Aktywiści przykleili się do płyty lotniska. Grozi im amputacja rąk

Aktywiści klimatyczni przykleili się do płyty lotniska. Grozi im amputacja
fot. Pixabay

Swoich wybryków mogą pożałować do końca życia. Aktywistom, który w zeszłym tygodniu zablokowali porty lotnicze w Hamburgu i Düsseldorfie, przyklejając się do płyty lotniska, grozi amputacja rąk. Działacze grupy „Ostatnie Pokolenie” wykorzystali mieszankę żywicy epoksydowej i betonu, aby przytwierdzić się do podłoża w ramach protestu.

REKLAMA

Do zdarzenia doszło w czwartek, 13 lipca. W skoordynowanej akcji aktywiści grupy „Ostatnie Pokolenie” zablokowali lotniska w Hamburgu i Düsseldorfie. Działacze przecięli ogrodzenia wokół lotnisk, wkroczyli na płytę postojową, a następnie przykleili się do podłoża blisko pasów kołowania – donosi „Rzeczpospolita”.

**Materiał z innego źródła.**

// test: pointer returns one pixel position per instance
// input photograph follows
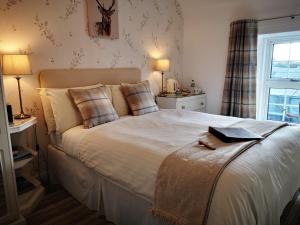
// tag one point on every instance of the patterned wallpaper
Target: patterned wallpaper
(54, 33)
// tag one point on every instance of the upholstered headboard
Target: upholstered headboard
(65, 78)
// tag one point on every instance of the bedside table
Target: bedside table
(192, 102)
(30, 190)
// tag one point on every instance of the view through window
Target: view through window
(283, 104)
(279, 83)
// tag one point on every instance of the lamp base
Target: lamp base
(22, 116)
(162, 94)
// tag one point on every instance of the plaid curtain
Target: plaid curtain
(239, 95)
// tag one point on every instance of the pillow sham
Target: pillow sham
(118, 100)
(94, 106)
(59, 110)
(139, 98)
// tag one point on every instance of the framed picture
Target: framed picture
(103, 18)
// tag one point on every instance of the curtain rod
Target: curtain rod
(280, 17)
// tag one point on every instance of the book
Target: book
(233, 134)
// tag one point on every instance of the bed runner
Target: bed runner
(187, 178)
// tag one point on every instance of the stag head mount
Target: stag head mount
(104, 27)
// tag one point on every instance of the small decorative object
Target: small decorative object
(193, 85)
(172, 86)
(17, 65)
(103, 18)
(162, 65)
(9, 114)
(197, 91)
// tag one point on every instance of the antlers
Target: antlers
(110, 8)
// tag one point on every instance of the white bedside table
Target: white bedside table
(193, 102)
(27, 199)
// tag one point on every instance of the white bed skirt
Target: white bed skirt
(96, 192)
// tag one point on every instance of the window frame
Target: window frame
(264, 67)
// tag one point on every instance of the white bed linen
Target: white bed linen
(253, 190)
(56, 140)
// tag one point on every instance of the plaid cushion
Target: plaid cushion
(139, 98)
(94, 106)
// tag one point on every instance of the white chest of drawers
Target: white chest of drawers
(193, 103)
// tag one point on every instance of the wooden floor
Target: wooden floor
(59, 208)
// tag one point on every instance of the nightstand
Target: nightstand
(192, 102)
(30, 190)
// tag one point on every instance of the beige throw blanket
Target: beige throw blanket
(187, 178)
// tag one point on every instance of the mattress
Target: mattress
(119, 206)
(253, 189)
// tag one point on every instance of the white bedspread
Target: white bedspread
(252, 190)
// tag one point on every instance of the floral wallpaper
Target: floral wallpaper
(54, 33)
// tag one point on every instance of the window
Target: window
(278, 86)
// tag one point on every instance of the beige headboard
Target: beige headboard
(65, 78)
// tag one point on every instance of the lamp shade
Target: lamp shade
(16, 65)
(162, 65)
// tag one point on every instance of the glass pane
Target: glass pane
(281, 52)
(295, 51)
(286, 61)
(280, 69)
(284, 105)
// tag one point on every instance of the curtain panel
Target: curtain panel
(239, 95)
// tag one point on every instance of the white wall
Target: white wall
(206, 33)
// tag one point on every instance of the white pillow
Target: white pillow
(59, 110)
(118, 100)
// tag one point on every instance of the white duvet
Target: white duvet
(253, 189)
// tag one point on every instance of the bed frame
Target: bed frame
(64, 78)
(120, 206)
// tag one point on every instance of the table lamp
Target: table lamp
(17, 65)
(162, 65)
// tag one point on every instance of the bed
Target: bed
(253, 189)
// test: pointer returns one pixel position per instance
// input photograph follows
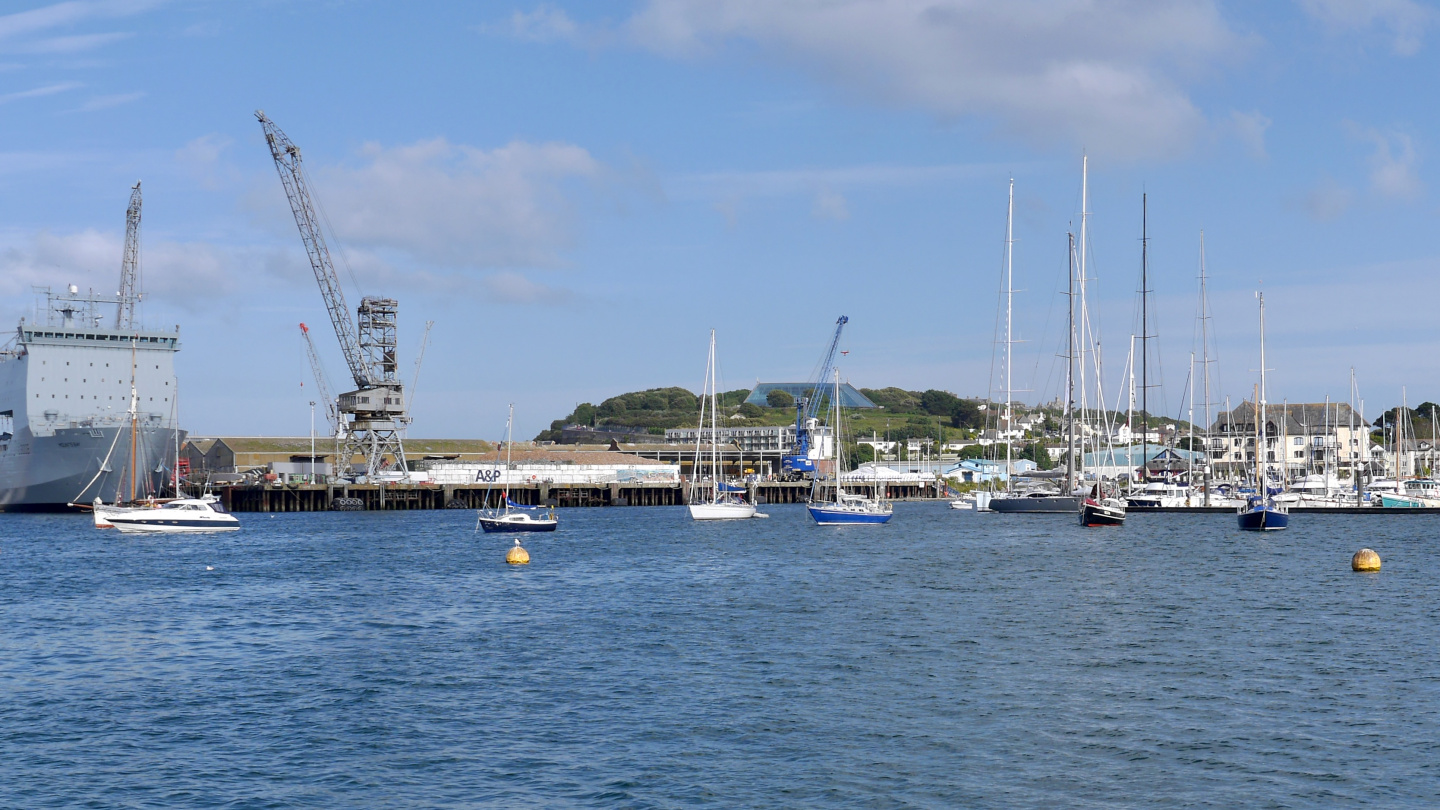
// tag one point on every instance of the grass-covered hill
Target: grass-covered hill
(902, 414)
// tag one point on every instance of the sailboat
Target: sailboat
(844, 508)
(1099, 508)
(1013, 500)
(100, 510)
(1260, 512)
(713, 499)
(510, 516)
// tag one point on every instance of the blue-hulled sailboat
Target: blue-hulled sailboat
(846, 508)
(511, 516)
(1260, 512)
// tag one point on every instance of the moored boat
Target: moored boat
(1263, 516)
(713, 499)
(1260, 512)
(846, 508)
(510, 516)
(1102, 512)
(183, 515)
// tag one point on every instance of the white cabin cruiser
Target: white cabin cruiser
(177, 516)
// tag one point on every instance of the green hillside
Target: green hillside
(902, 414)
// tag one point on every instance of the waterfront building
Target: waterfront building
(761, 438)
(850, 397)
(1305, 438)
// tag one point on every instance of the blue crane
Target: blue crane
(798, 463)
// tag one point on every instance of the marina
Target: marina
(992, 655)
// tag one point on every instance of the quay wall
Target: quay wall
(393, 496)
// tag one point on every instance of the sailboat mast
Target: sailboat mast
(834, 438)
(1145, 330)
(1070, 376)
(134, 420)
(1204, 362)
(1190, 417)
(714, 434)
(510, 435)
(1010, 297)
(1085, 312)
(1260, 425)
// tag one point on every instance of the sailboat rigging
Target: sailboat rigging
(1262, 513)
(509, 516)
(713, 500)
(844, 508)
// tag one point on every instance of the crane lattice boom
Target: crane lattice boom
(321, 384)
(293, 176)
(130, 264)
(825, 365)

W przyklejeniu się do płyty lotniska aktywiści wykorzystali stosowaną w budownictwie mieszankę żywicy epoksydowej i betonu. Spoiwo z czasem stwardniało, powodując trudności w „oderwaniu” działaczy klimatycznych od podłoża. Niestety aktywiści nie wzięli pod uwagę, że takie praktyki mogą bardzo źle wpłynąć na ich zdrowie. Jak donosi „The Telegraph” – w tym przypadku ich ręce mogą zostać amputowane.

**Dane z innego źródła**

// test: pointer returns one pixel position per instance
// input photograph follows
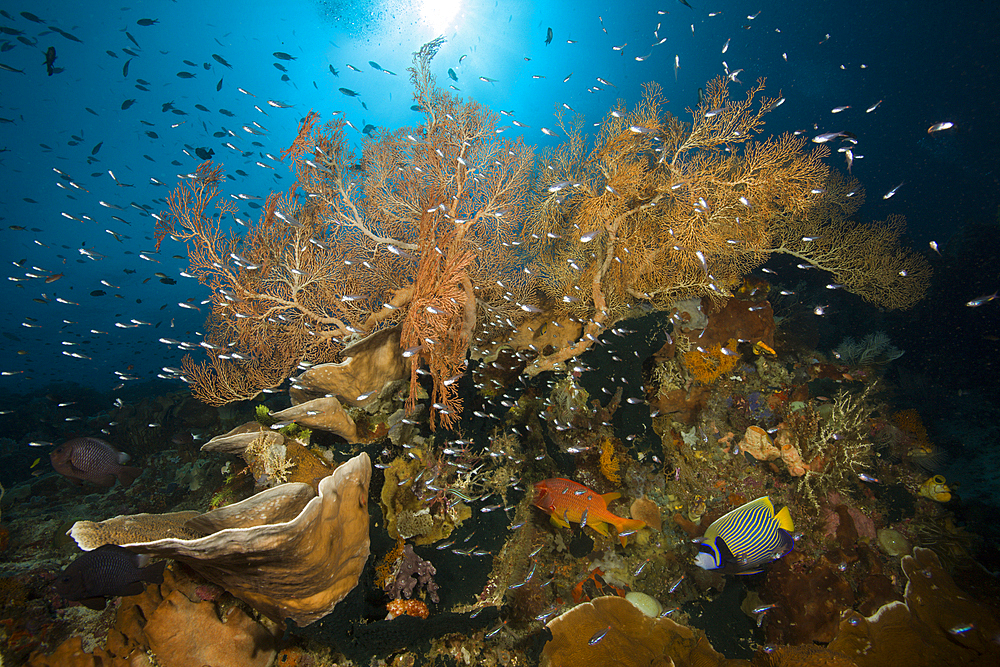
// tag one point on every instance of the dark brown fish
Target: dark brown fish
(105, 572)
(93, 460)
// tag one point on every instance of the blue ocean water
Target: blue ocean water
(141, 94)
(65, 135)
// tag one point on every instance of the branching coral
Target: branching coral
(706, 365)
(836, 449)
(417, 232)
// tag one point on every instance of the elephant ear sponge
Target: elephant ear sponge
(289, 552)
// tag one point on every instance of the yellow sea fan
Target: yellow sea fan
(709, 364)
(610, 465)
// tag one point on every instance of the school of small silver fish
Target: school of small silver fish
(94, 298)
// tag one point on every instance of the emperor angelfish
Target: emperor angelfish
(746, 538)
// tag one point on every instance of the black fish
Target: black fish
(105, 572)
(93, 460)
(67, 35)
(50, 58)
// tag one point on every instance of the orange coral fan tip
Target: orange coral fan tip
(408, 607)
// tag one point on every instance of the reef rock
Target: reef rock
(630, 639)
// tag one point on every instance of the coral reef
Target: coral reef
(289, 552)
(611, 630)
(178, 627)
(412, 572)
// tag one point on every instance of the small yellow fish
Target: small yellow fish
(760, 348)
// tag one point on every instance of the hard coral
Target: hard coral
(610, 464)
(630, 638)
(810, 596)
(416, 608)
(413, 571)
(938, 624)
(708, 364)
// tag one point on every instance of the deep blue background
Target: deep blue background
(927, 62)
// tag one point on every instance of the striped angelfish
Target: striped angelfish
(747, 538)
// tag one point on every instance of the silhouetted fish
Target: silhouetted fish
(93, 460)
(105, 572)
(50, 58)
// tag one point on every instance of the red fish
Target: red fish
(93, 460)
(566, 501)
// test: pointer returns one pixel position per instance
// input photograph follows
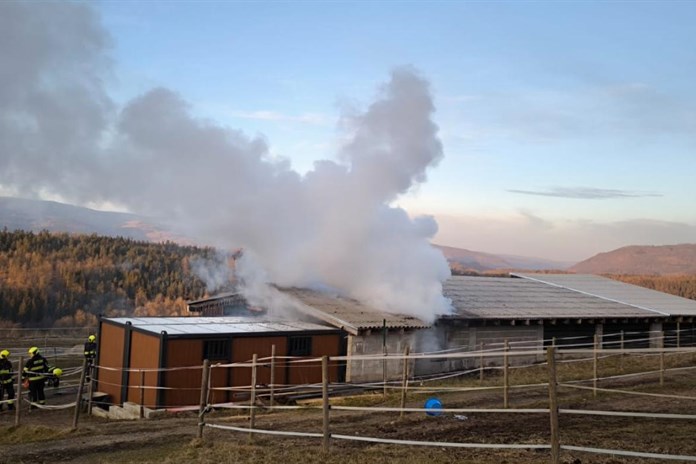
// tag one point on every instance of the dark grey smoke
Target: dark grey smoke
(331, 228)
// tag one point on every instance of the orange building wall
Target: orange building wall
(300, 373)
(186, 383)
(145, 354)
(110, 361)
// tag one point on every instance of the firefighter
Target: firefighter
(90, 354)
(35, 371)
(53, 378)
(6, 380)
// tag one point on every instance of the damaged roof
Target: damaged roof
(174, 326)
(348, 314)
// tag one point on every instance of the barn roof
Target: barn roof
(612, 290)
(508, 298)
(216, 325)
(349, 314)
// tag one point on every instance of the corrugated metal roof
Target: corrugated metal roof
(508, 298)
(349, 314)
(216, 325)
(613, 290)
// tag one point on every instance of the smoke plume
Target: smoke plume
(333, 227)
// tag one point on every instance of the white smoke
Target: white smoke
(333, 227)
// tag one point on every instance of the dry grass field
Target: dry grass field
(46, 435)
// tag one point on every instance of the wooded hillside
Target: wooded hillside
(67, 280)
(680, 285)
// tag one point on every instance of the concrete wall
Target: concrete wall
(451, 338)
(372, 343)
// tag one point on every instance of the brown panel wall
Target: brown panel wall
(110, 358)
(243, 350)
(144, 354)
(328, 345)
(185, 383)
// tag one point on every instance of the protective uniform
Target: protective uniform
(91, 349)
(90, 354)
(6, 380)
(35, 371)
(53, 378)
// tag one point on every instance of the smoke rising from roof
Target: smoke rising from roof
(333, 227)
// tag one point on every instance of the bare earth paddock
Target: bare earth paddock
(47, 435)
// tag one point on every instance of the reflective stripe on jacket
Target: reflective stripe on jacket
(35, 368)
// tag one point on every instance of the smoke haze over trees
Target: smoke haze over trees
(69, 280)
(334, 227)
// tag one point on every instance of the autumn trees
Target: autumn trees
(47, 278)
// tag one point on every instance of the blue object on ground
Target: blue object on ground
(433, 406)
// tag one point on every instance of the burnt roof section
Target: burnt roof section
(196, 305)
(348, 314)
(197, 326)
(612, 290)
(509, 298)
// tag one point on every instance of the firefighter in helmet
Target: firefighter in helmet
(90, 354)
(6, 380)
(53, 378)
(35, 371)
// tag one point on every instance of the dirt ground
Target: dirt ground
(47, 435)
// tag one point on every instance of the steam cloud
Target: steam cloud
(334, 228)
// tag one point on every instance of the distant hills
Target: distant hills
(643, 260)
(37, 215)
(463, 260)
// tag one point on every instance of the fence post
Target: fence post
(90, 389)
(678, 334)
(142, 394)
(595, 366)
(20, 369)
(481, 364)
(622, 353)
(384, 360)
(78, 400)
(662, 367)
(506, 376)
(325, 400)
(272, 374)
(553, 406)
(252, 397)
(404, 380)
(204, 397)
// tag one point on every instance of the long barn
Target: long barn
(160, 358)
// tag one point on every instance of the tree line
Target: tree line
(61, 279)
(680, 285)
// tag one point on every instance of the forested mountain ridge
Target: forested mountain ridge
(65, 279)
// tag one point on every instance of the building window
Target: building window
(300, 346)
(216, 349)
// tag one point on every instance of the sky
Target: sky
(567, 128)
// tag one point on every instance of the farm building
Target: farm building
(170, 352)
(531, 310)
(527, 310)
(367, 330)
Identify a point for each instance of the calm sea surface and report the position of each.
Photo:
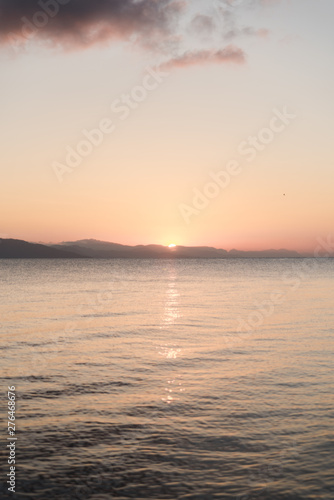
(169, 379)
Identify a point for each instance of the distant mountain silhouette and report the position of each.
(19, 249)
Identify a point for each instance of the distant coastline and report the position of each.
(95, 249)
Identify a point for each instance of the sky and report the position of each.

Aktywiści klimatyczni przykleili się do płyt lotnisk w Hamburgu i Düsseldorfie. Grozi im amputacją rąk…

To jednak nie wszystko. Tak jak zapewne planowali działacze, aktywistyczny happening sparaliżował działanie obu lotnisk. W Hamburgu trzeba było zawiesić loty na ponad 4 godziny. Dopiero po tym czasie port lotniczy działał normalnie. W przypadku tego lotniska odwołano 17 przylotów i 19 odlotów. W Düsseldorfie skończyło się tylko na opóźnieniach.

REKLAMA

Działacze grupy „Ostatnie Pokolenie” przekazali, że protestują „przeciwko bezmyślności rządu i łamaniu prawa w czasie kryzysu klimatycznego”. Podkreślali, że rządy subsydiują lotnictwo miliardami euro, nazywając to „znaczącym czynnikiem przyspieszającym katastrofę” – donosi „rp.pl”.

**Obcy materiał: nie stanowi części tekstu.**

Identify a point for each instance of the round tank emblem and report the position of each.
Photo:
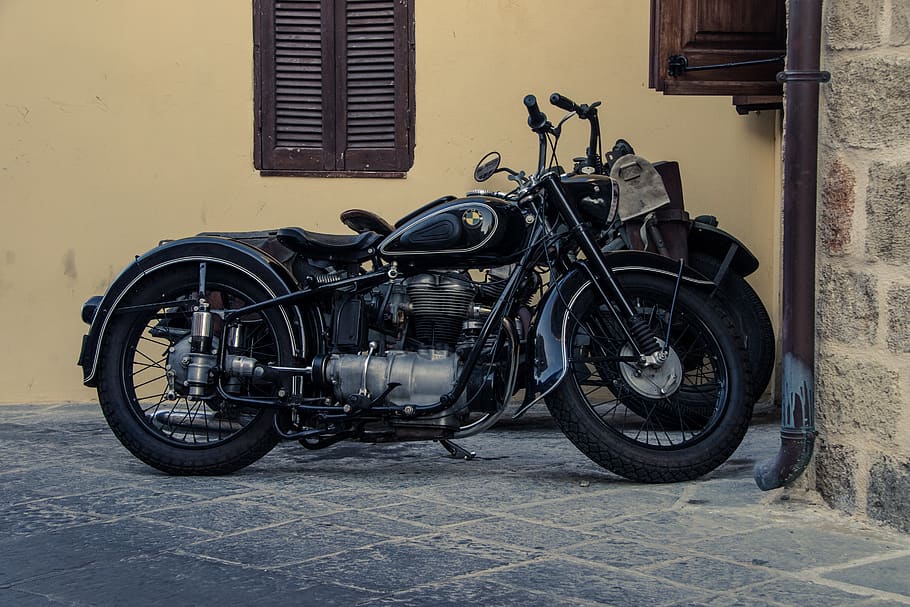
(472, 218)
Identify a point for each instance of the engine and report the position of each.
(431, 322)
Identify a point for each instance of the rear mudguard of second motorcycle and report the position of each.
(547, 354)
(706, 237)
(255, 263)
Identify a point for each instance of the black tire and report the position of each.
(610, 420)
(751, 318)
(186, 436)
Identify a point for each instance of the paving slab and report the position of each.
(530, 521)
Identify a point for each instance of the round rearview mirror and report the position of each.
(488, 165)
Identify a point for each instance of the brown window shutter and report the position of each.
(295, 69)
(333, 86)
(710, 32)
(372, 127)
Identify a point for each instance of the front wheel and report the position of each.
(668, 424)
(143, 364)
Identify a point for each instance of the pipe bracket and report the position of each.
(803, 76)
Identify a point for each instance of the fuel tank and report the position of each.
(467, 232)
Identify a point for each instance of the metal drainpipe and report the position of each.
(802, 78)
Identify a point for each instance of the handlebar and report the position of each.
(563, 102)
(537, 120)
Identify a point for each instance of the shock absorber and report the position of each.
(200, 361)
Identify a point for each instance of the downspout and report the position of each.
(800, 143)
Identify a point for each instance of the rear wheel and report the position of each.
(157, 419)
(669, 424)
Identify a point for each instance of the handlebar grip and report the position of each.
(536, 118)
(563, 102)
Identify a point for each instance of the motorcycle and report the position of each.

„Ostatnie Pokolenie” to organizacja, która słynie z tego typu protestów. Jej aktywiści przyklejali się już w muzeach i salonach samochodowych, a także na ulicach. „Ostatnie Pokolenie” domaga się radykalnej walki ze zmianami klimatu. Organizacja protestuje m.in. przeciwko stale rosnącej liczbie pasażerów, korzystających z samolotów.